During a trip to Peru, I visited the Ica desert, an oasis with an Internet connection whose speed, coming from Cuba, left me startled. Among the dunes of this same desert, right in the middle of nowhere, we also came upon a shanty.
The normal state of affairs in our continent is extreme violence: safety has become an electoral campaign issue even in peaceful Uruguay. The examples of Mexico, Colombia, Venezuela, Brazil or El Salvador are more than familiar to us.
I know that, as a foreigner, I have no say as to where Cubans should be headed, but I can nonetheless express the wish that Cuba not become a “normal country” but rather an anomaly, where progress benefits all citizens.

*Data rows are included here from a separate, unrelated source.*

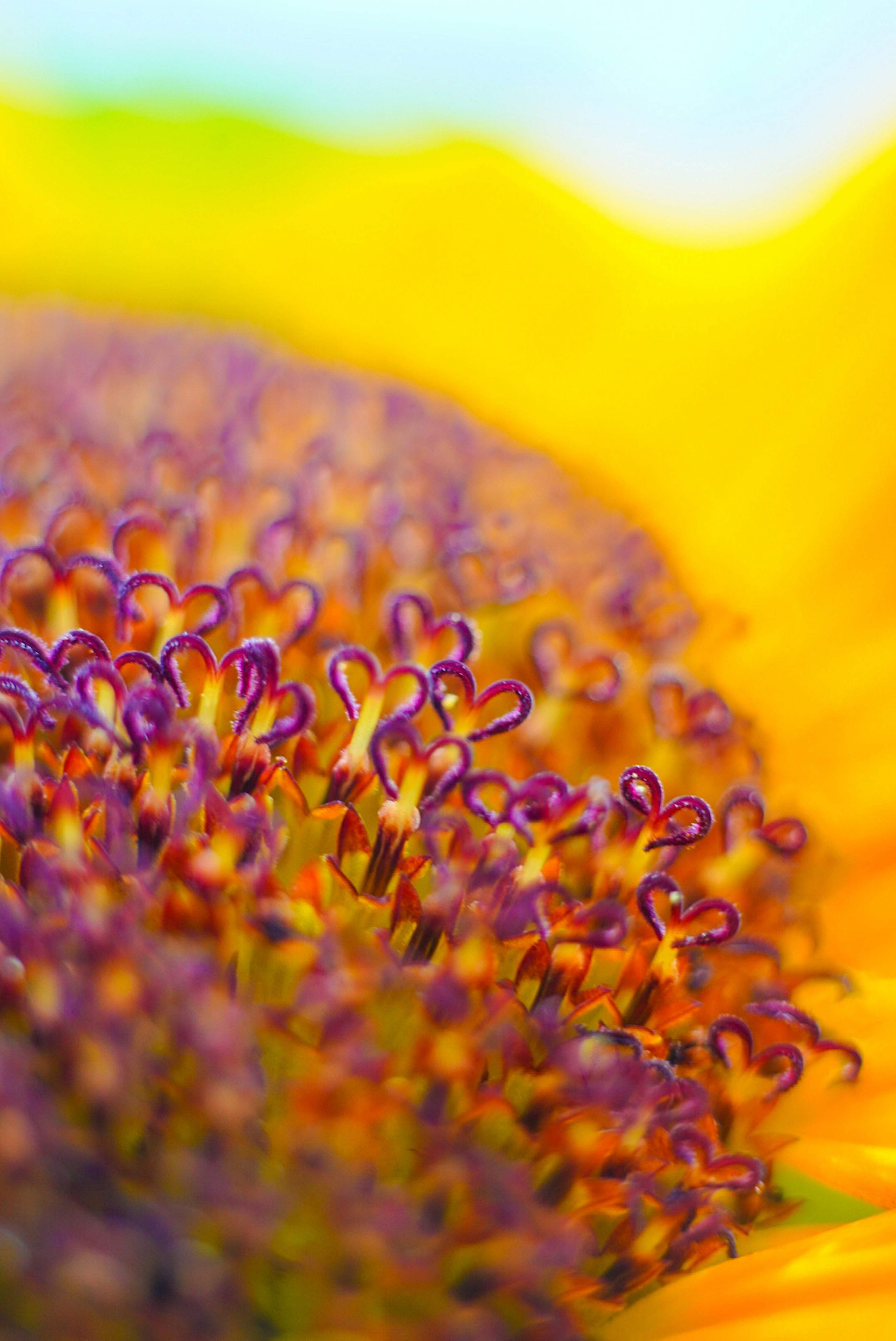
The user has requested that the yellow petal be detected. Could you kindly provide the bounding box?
[0,95,896,906]
[781,1134,896,1210]
[605,1212,896,1341]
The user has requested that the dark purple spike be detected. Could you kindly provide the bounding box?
[644,797,712,852]
[382,661,429,721]
[158,633,217,708]
[634,870,681,940]
[750,1043,806,1100]
[50,629,111,670]
[747,1000,821,1043]
[620,763,663,819]
[469,681,535,742]
[258,680,317,746]
[327,645,382,721]
[707,1015,752,1066]
[429,657,476,739]
[673,899,740,949]
[0,629,64,689]
[460,768,515,829]
[180,582,231,637]
[220,638,280,735]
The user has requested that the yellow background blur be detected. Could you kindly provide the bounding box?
[0,97,896,968]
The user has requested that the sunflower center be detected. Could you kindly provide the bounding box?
[0,308,860,1341]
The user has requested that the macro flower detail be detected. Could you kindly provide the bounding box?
[0,322,861,1341]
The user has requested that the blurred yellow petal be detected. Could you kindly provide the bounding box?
[782,1137,896,1210]
[606,1212,896,1341]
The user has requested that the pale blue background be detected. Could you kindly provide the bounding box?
[0,0,896,236]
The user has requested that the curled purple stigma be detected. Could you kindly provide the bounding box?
[227,563,323,652]
[66,552,123,595]
[507,772,570,843]
[0,674,48,731]
[158,633,217,708]
[557,899,628,949]
[759,817,809,857]
[751,1043,806,1100]
[0,544,64,605]
[256,680,317,746]
[118,571,180,630]
[386,591,435,657]
[381,661,429,724]
[634,870,681,940]
[50,629,111,672]
[707,1015,752,1066]
[719,787,766,852]
[370,716,472,811]
[178,582,231,637]
[644,797,712,852]
[747,1000,821,1045]
[528,620,622,703]
[620,763,663,819]
[113,649,165,684]
[673,899,740,949]
[0,629,63,688]
[386,591,476,661]
[111,512,165,566]
[121,684,174,755]
[327,645,382,721]
[429,657,535,742]
[669,1122,766,1192]
[620,764,712,852]
[220,638,280,736]
[74,658,127,709]
[634,872,740,949]
[460,768,516,829]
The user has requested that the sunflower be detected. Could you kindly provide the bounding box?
[0,99,893,1337]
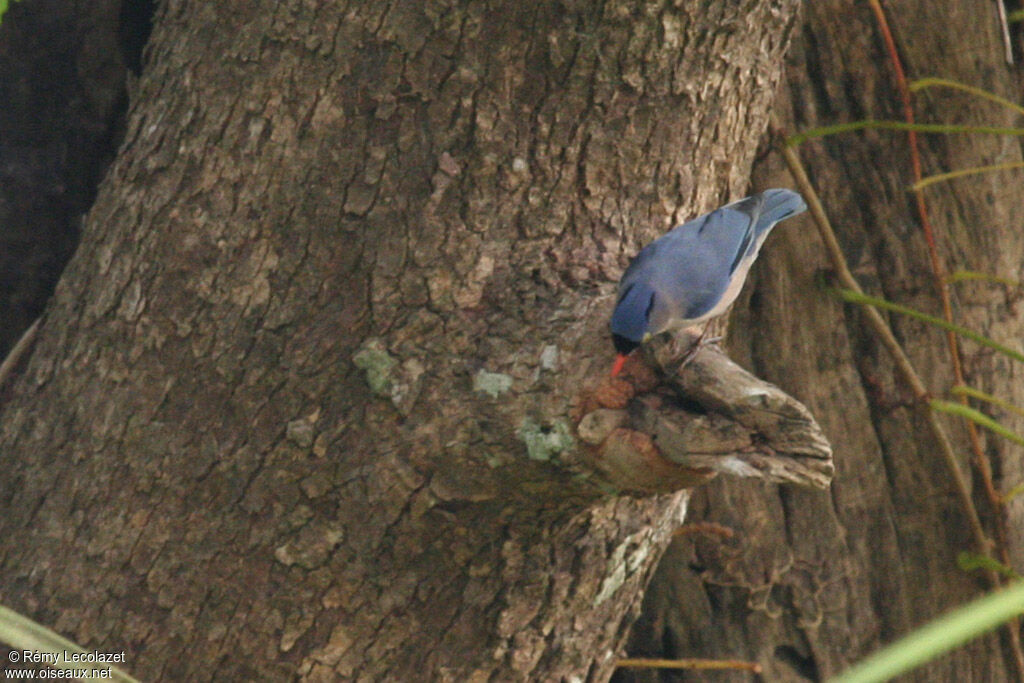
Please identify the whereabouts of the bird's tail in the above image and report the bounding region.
[752,189,807,234]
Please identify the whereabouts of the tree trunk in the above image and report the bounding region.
[621,0,1024,682]
[0,0,799,681]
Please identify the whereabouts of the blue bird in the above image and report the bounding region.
[611,189,807,377]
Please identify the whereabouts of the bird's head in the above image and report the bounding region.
[611,283,657,377]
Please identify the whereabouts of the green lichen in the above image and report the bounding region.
[519,418,575,461]
[473,370,512,398]
[594,535,651,607]
[352,337,398,396]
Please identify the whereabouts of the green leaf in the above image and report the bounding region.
[785,119,1024,147]
[836,289,1024,362]
[831,583,1024,683]
[0,606,138,683]
[956,551,1021,581]
[928,398,1024,445]
[910,78,1024,114]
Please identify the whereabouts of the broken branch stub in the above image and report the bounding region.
[577,342,835,493]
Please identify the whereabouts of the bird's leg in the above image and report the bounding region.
[663,321,722,375]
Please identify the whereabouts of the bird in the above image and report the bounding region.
[611,189,807,377]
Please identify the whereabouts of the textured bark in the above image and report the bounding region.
[0,0,798,681]
[621,0,1024,682]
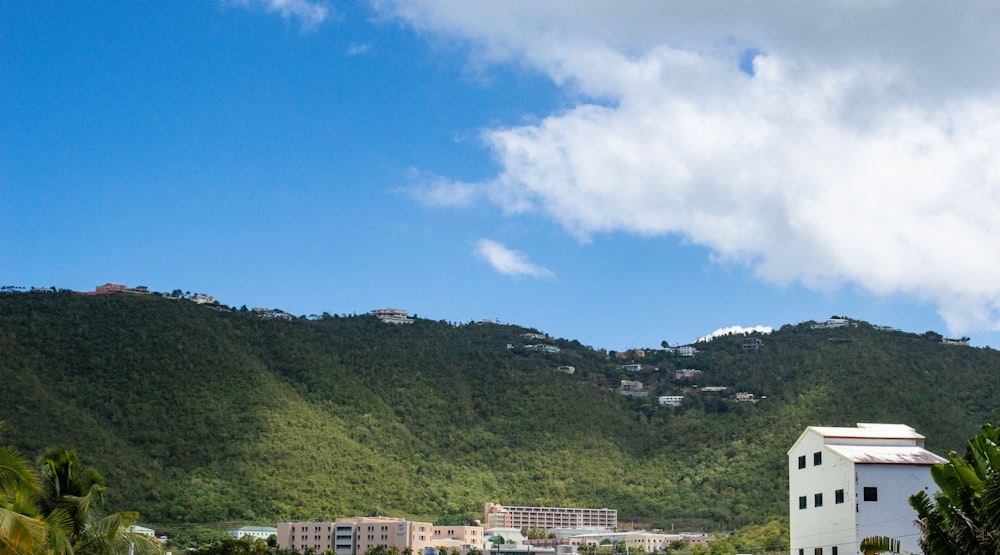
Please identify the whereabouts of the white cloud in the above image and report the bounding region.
[347,42,372,56]
[376,0,1000,333]
[407,171,484,207]
[229,0,331,30]
[475,239,555,278]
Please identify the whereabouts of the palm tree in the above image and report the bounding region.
[861,536,900,555]
[910,424,1000,555]
[0,447,46,555]
[38,450,161,555]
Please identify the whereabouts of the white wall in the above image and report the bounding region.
[788,432,857,555]
[857,464,938,553]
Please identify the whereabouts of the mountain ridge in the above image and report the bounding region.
[0,292,1000,540]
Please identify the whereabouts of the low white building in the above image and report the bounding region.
[658,395,684,407]
[226,526,278,540]
[788,424,947,555]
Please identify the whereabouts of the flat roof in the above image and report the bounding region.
[827,445,948,466]
[809,423,924,439]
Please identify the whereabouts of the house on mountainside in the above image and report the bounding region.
[740,337,764,353]
[657,395,684,407]
[524,343,559,353]
[941,337,969,347]
[788,424,947,555]
[370,308,413,324]
[674,368,701,380]
[675,345,698,358]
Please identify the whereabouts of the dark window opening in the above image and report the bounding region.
[864,487,878,501]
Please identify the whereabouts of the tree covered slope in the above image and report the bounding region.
[0,292,1000,530]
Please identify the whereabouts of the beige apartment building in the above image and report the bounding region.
[278,517,483,555]
[483,503,618,530]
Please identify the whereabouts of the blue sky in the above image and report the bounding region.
[0,0,1000,350]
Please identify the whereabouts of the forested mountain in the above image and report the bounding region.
[0,292,1000,532]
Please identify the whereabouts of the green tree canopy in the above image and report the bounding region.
[910,424,1000,555]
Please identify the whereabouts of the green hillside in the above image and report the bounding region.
[0,292,1000,532]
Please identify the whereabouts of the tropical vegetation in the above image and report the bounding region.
[0,432,161,555]
[0,292,1000,549]
[910,424,1000,555]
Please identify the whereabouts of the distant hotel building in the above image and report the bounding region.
[278,517,484,555]
[483,503,618,530]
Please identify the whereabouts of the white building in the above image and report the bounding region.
[371,308,413,324]
[659,395,684,407]
[788,424,947,555]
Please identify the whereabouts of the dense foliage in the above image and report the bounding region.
[0,292,1000,541]
[0,438,162,555]
[910,424,1000,555]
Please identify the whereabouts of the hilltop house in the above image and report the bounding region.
[657,395,684,407]
[371,308,413,324]
[674,368,701,380]
[740,337,764,353]
[788,424,946,555]
[675,345,698,358]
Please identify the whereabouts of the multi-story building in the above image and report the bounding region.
[277,517,484,555]
[483,503,618,530]
[788,424,947,555]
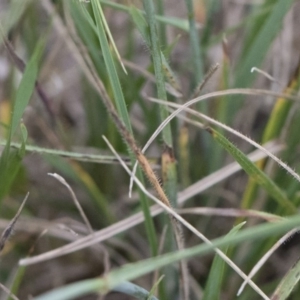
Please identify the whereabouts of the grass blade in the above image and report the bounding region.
[271,255,300,300]
[202,222,245,300]
[207,127,297,213]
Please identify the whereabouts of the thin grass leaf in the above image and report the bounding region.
[0,139,130,164]
[43,155,114,224]
[8,40,44,141]
[185,0,204,86]
[143,0,173,148]
[33,279,158,300]
[207,127,297,213]
[34,216,300,300]
[0,40,44,200]
[202,222,246,300]
[241,63,300,209]
[129,6,181,93]
[73,0,158,255]
[100,0,191,31]
[271,255,300,300]
[234,0,294,87]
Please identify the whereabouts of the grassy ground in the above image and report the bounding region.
[0,0,300,300]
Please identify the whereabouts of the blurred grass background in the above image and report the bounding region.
[0,0,300,300]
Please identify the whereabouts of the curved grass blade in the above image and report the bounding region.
[241,62,300,209]
[206,127,297,214]
[202,222,246,300]
[34,216,300,300]
[0,40,44,200]
[100,0,191,31]
[235,0,294,87]
[0,139,130,164]
[34,279,158,300]
[75,0,158,255]
[271,255,300,300]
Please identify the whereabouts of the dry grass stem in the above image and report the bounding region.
[19,142,282,265]
[103,137,269,300]
[237,228,299,296]
[150,98,300,182]
[176,207,284,222]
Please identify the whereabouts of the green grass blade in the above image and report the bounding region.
[185,0,203,86]
[8,40,44,140]
[0,139,129,164]
[207,128,297,213]
[76,0,158,255]
[143,0,173,148]
[271,255,300,300]
[235,0,294,87]
[202,222,245,300]
[34,216,300,300]
[100,0,189,31]
[43,154,115,224]
[241,65,300,209]
[0,41,44,199]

I want for all Cubans to have access to the Internet, to be able to travel freely and, most importantly, have a salary that will allow them to lead decorous lives. That said, I don’t want for health, education, services for children or the safety of citizens to be sacrificed on the altar of “progress.”
To impel progress together without losing what has been gained is the great challenge facing Cuban society, and the aim will only be reached if everyone sets out to build a “different country”, a country that is different from others in the region and different from what Cuba has been to date.
Such progress, as the audience expressed during the debate, must involve everyone in the decision-making processes. This does not guarantee heading in the right direction but it is always more difficult to go astray when the path is decided by everyone.